Afora toda a carpintaria do filme é fantástica a reprodução do ambiente em que se vivia naquele meio de uma guerra inacabada e com desfecho imprevisível. O tom premonitório que se encontra representado ao final, quando o capitão Louis, francês presente em um território do protetorado da França, como era então o Marrocos, a se entender com o refugiado Rick (Bogart) ao dar embarque ao casal Laszlo para a fuga para Lisboa. E ambos se comprometem a permanecer solidários ao prenunciar dessa maneira o compromisso dos Aliados contra o nazi-fascismo.

A força desse compromisso na luta contra os inimigos da humanidade prevaleceu sobre a paixão que um dia uniu dois seres apaixonados. Venceu a fraternidade, a coletividade sobrepujando o encanto de dois seres, mas que naquele instante eram menores do que o desejo da liberdade e da vitória sobre a opressão. Não se aplicava nesse caso, como em muitos outros que a nossa história registrou o abandono da amada. Nascia naquele momento o amor coletivo. Era a aposta no desejo de libertação de todas as nossas amarras egoístas.

Os tempos exigiam o fortalecimento da união de todos contra as agruras do nazi-fascismo, mesmo com perdas afetivas caras.

Casablanca revive em nós a cada desafio que a realidade nos impõe. Escolher caminhos não é fácil se estamos ainda acorrentados ao passado. É preciso destemor e ele só acontece quando nos desvencilhamos das nossas prisões interiores a nos impedir de ousar, o que nos faz permanecer aprisionados em crenças, concepções arraigadas e descoladas do tempo mutante. Há certas situações em que se deve dar prioridade que ultrapassa os nossos desejos individuais não importa que com isso percamos os rumos traçados porque eles nem sempre conseguem se irmanar com os demais. E nesse caso, o dilema demanda sentimentos e impulsos mais generosos.

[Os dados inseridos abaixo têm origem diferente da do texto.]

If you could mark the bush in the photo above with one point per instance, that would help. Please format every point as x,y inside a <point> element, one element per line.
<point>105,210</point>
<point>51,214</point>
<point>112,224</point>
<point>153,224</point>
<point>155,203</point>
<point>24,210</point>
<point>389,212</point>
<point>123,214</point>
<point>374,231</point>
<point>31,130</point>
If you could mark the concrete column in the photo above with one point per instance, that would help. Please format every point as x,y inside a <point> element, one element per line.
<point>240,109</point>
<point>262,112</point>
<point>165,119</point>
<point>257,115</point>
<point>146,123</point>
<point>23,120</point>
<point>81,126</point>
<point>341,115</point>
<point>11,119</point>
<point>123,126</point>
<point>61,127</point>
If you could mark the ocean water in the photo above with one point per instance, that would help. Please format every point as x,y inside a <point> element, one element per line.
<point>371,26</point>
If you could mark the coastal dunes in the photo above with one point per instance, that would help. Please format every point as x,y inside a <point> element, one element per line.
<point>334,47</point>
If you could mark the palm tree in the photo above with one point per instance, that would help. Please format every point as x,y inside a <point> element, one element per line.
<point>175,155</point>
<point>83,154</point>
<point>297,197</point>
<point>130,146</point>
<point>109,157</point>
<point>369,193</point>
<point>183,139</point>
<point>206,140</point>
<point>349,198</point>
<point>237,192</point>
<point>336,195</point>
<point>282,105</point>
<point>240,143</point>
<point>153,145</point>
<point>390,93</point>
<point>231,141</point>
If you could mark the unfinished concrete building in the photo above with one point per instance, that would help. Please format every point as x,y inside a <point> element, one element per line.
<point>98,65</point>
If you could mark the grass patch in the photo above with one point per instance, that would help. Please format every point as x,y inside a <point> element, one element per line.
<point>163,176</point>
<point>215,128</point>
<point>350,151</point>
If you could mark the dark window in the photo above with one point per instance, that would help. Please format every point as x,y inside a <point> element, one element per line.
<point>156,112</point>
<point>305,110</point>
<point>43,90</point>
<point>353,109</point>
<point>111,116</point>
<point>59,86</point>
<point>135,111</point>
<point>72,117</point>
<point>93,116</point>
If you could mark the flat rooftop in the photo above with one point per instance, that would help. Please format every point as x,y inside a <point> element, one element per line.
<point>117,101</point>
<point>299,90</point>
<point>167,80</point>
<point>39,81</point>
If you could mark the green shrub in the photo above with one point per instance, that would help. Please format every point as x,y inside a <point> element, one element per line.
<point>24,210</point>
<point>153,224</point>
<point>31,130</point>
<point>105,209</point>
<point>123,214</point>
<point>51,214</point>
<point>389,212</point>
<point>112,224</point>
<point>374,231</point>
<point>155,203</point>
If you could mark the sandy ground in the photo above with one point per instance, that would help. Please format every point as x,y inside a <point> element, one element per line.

Essa é uma das muitas leituras de um filme. Não tenho pretensão de dizer que é assim que se deve entender o filme, mas é conveniente que em nossas redes sociais procuremos qualificar de forma consciente e ao mesmo tempo democrática os nossos pontos de vista.

Afinal, é um simples olhar interessado na expectativa que desperte outros olhares para uma troca.

LINCOLN DE ABREU PENNA – Doutor em História Social pela Universidade de São Paulo (USP); Conferencista Honorário do Real Gabinete Português de Leitura; Professor Aposentado da Universidade Federal do Rio de Janeiro (UFRJ); Presidente do Movimento em Defesa da Economia Nacional (MODECON);  Vice-presidente do IBEP (Instituto Brasileiro de Estudos Políticos); Colunista e Membro do Conselho Consultivo do jornal Tribuna da Imprensa Livre.